Giving Up on Self-Hosted Storage

For the past few years, I’ve been self hosting ownCloud Infinite Scale. A non-corporate cloud service appeals to me and self hosting is a really nice way to achieve that. I had also previously been using a hosted Nextcloud server, so the move felt convenient at the time. This would also save me money - I could point it at Backblaze B2 for blob storage, and pay only $6/TB-month, billed pay-as-you-go.

Unfortunately, all I had available to host it was Michiru, my BuyVM KVM slice. And more importantly, I did not realise that ownCloud and Nextcloud both require rather a lot of resources. For reasons beyond my understanding, my ownCloud Infinite Scale server would use hundreds of megabytes of RAM, as much as I could possibly give it, and would also pin my server to 100% CPU use. Many times it caused an OOM.

For a piece of software that is primarily designed to just ferry data about over the network, this seemed absurd, and none of the alternatives are any better.

ownCloud Classic is more heavy than oCIS, Nextcloud is an oC Classic fork with all the same performance issues, Seafile is dogshit, and Oxicloud is written by Claude. The solution I therefore landed on was to just do it myself, and reimplement an ownCloud-like server in Rust, and do so in such a way that I could reuse their syncing apps.

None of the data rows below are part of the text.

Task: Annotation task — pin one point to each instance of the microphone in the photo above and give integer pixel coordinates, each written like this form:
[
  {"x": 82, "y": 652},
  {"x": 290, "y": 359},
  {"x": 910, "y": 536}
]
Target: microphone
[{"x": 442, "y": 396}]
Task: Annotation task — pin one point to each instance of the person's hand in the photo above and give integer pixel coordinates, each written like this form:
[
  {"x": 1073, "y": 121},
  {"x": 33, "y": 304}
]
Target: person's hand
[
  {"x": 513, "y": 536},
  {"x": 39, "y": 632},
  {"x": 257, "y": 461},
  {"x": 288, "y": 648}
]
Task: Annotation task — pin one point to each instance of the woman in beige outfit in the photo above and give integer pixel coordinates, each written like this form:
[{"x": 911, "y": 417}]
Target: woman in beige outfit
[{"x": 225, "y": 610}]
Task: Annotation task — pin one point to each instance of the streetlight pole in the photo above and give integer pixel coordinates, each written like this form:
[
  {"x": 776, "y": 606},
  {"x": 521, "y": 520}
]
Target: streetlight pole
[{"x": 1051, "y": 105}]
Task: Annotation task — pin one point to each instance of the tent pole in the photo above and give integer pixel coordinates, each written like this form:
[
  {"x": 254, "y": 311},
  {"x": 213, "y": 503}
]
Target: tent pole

Unfortunately, this is a LOT of work, and I did not get far enough in after a year of the project existing to be able to use it, due to just generally being really quite busy, and I was getting impatient of my server being really slow all the time, so I began to investigate alternatives.

The first solution I looked at was iDrive Photos, but you could only upload to their photo storage service from mobile, and their apps are kinda shit. $0.25/month for 100GB of cloud storage is a pretty sweet deal though. Then pCloud. pCloud is kind of an awesome service, their apps and website are really nice and its very professionally made. It also supports a VFS on Linux using FUSE which is pretty much unique to it. They also sell lifetime storage plans, which is a nice selling point. Even so, their pricing isn’t overly competitive for smaller quantities because I do not need 500GB of storage, I only use about 50-60GB.

I felt somewhat unsure on where to go, but evaluating all the options led me to one place: Just Buy Google Drive. I paid £12.99 for a year of 100GB of storage, renewing at £15.99, and that’s really rather competitive pricing. Let’s compare!

For this, I am paying £1.08/mo for 100GB of storage, which is £10.83/TB-month. This is much more than the £4.47/TB-month Backblaze B2 costs, but let’s consider real world usage. My ownCloud server is looking after 37GB of data, but due to rather poor implementation, the storage bucket backing it is… 83.9GB. This is going to cost me £0.37/month, much less than £1.08. So there are real savings to this - though of course this is assuming you consider the hosting of ownCloud free, which I basically am since I already rent the server it runs on.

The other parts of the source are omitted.